Expedia Group Technology — Data

Turbocharging Efficiency & Slashing Costs: Mastering Spark & Iceberg Joins with Storage-Partitioned

Optimizing batch data processing workflows with high-performance, cost-effective join techniques

9 min readDec 3, 2024

Camels in the desert — Photo by Sergey Pesterev on Unsplash

Introduction

With the rise of cloud computing, optimizing data pipelines has become synonymous with cost savings. In recent years, Apache Spark stands out as the top framework for big data processing.

Moreover, new table formats like Iceberg, Delta, and Hudi have changed how we manage large datasets.

At ™, we use Spark and Iceberg to improve our data processing workflows. One feature that promises to greatly improve our performance is the storage-partitioned join (SPJ), introduced with Spark 3.3 and Iceberg.

In the Analytics Data Engineering (ADE) team, one of our main challenges is to efficiently process large amounts of data. We always look for new ways to boost performance and optimize costs. Using storage-partitioned join (SPJ) will be highly effective in achieving those goals.

In this article, we will delve deeply into this feature, as it deserves more recognition than it currently receives.

Introduction to Spark

Apache Spark is an open-source data processing framework. It provides high-level APIs in Java, Scala, Python, and R, and an optimized engine that supports general execution graphs.
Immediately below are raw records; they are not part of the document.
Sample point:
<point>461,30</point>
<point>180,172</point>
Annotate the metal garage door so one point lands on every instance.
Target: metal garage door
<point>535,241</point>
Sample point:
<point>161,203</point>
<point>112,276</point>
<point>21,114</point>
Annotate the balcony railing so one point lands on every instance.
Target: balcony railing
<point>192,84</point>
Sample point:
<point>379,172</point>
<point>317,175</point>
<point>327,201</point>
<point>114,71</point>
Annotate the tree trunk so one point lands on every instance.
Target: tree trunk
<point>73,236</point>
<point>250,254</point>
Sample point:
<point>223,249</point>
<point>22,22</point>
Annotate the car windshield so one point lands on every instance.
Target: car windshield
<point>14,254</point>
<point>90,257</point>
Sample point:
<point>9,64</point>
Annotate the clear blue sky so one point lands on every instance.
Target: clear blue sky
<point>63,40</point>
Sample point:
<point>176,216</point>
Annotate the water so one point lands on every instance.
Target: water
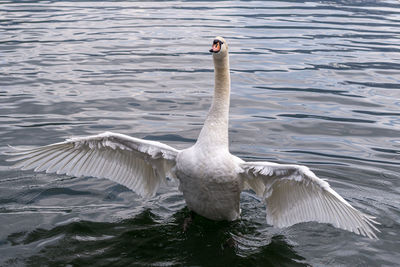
<point>314,83</point>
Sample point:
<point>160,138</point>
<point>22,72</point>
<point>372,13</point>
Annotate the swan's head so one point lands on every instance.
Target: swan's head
<point>219,47</point>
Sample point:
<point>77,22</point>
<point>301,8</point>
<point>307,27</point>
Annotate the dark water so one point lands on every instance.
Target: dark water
<point>315,83</point>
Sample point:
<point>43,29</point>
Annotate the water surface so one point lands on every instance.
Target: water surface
<point>313,82</point>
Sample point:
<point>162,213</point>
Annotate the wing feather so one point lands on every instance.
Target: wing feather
<point>294,194</point>
<point>141,165</point>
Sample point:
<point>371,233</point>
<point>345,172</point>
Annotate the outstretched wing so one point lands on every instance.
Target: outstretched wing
<point>140,165</point>
<point>294,194</point>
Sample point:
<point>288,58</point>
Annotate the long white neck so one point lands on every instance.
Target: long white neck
<point>215,130</point>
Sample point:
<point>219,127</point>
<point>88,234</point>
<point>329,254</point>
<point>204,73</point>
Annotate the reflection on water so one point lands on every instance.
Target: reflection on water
<point>313,83</point>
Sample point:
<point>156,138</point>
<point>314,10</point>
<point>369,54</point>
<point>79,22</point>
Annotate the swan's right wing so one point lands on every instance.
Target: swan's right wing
<point>294,194</point>
<point>140,165</point>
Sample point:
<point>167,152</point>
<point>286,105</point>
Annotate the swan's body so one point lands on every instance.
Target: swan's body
<point>211,178</point>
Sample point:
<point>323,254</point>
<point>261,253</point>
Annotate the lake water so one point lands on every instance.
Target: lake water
<point>314,83</point>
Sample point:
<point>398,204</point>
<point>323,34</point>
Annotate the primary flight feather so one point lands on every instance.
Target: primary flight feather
<point>210,177</point>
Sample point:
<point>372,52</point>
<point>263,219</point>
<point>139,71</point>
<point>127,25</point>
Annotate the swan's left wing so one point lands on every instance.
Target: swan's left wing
<point>141,165</point>
<point>294,194</point>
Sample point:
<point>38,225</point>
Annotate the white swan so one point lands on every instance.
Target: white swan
<point>210,178</point>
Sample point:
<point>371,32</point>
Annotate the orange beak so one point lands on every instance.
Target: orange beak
<point>216,47</point>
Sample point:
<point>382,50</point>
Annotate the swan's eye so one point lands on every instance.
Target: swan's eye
<point>216,46</point>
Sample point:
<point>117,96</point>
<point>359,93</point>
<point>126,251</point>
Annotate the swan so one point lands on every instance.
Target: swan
<point>210,177</point>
While Spark is versatile and supports both batch and streaming data processing, the most interesting aspect for us is Spark SQL, which enables querying structured data with SQL.
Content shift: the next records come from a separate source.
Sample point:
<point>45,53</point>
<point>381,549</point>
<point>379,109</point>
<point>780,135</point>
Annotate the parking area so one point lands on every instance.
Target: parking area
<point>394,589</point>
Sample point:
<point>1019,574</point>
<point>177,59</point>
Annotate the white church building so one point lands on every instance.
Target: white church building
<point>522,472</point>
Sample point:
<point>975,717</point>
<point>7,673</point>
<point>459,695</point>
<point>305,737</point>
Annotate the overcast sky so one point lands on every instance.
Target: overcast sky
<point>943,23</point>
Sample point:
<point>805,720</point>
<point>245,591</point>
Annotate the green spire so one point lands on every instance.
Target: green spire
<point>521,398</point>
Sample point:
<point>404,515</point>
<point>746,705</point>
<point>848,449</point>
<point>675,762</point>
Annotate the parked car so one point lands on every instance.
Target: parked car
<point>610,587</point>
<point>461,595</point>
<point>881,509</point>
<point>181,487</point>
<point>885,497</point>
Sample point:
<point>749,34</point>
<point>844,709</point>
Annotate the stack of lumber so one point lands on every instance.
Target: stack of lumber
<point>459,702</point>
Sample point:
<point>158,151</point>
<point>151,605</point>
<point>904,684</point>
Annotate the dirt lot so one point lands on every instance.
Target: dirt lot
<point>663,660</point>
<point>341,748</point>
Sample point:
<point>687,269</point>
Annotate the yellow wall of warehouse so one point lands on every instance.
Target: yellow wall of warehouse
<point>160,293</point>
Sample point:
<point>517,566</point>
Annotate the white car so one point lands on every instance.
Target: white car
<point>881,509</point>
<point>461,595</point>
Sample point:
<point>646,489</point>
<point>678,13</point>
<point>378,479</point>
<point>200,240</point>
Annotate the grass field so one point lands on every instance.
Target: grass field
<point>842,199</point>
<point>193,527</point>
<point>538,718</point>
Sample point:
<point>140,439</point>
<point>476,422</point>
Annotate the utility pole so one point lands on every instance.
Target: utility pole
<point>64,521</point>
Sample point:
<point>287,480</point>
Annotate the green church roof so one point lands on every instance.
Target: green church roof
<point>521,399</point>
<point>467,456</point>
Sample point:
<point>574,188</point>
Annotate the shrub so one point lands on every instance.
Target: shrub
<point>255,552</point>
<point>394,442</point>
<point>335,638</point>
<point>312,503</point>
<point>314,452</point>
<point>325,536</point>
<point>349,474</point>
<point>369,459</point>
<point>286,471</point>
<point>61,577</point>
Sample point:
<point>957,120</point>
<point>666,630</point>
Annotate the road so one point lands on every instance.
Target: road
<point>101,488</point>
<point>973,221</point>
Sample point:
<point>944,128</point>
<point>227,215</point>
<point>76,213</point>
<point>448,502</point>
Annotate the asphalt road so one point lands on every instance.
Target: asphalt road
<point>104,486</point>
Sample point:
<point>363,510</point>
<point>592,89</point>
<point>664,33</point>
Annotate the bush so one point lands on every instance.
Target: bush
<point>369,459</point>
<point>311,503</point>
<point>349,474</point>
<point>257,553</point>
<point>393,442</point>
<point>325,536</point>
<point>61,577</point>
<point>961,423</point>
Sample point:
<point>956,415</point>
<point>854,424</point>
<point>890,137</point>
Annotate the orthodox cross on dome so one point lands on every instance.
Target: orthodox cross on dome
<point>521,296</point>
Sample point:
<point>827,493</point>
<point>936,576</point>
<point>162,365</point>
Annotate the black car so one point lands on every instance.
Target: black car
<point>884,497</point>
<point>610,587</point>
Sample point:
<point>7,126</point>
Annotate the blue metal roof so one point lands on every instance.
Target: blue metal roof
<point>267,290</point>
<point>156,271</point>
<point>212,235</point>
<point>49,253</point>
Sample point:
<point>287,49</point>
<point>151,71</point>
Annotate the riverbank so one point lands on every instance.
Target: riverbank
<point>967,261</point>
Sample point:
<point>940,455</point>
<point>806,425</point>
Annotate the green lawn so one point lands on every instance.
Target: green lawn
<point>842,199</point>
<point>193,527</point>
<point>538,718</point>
Introduction to Iceberg: Understanding why it’s a game-changer compared to Hive

Apache Iceberg is a high-performance table format for large analytics datasets. It was designed to improve on the limitations of Hive tables by providing features such as:

ACID transactions: Iceberg provides full support for ACID transactions, ensuring data consistency and reliability.
Schema evolution: Iceberg allows for the seamless evolution of schemas without the need for costly table rewrites.
Partition evolution: Unlike Hive, Iceberg supports the evolution of partitioning schemas over time, making it easier to manage and optimize.
Hidden partitioning: Iceberg automatically optimizes data layout and partitioning without exposing the complexity to the end user.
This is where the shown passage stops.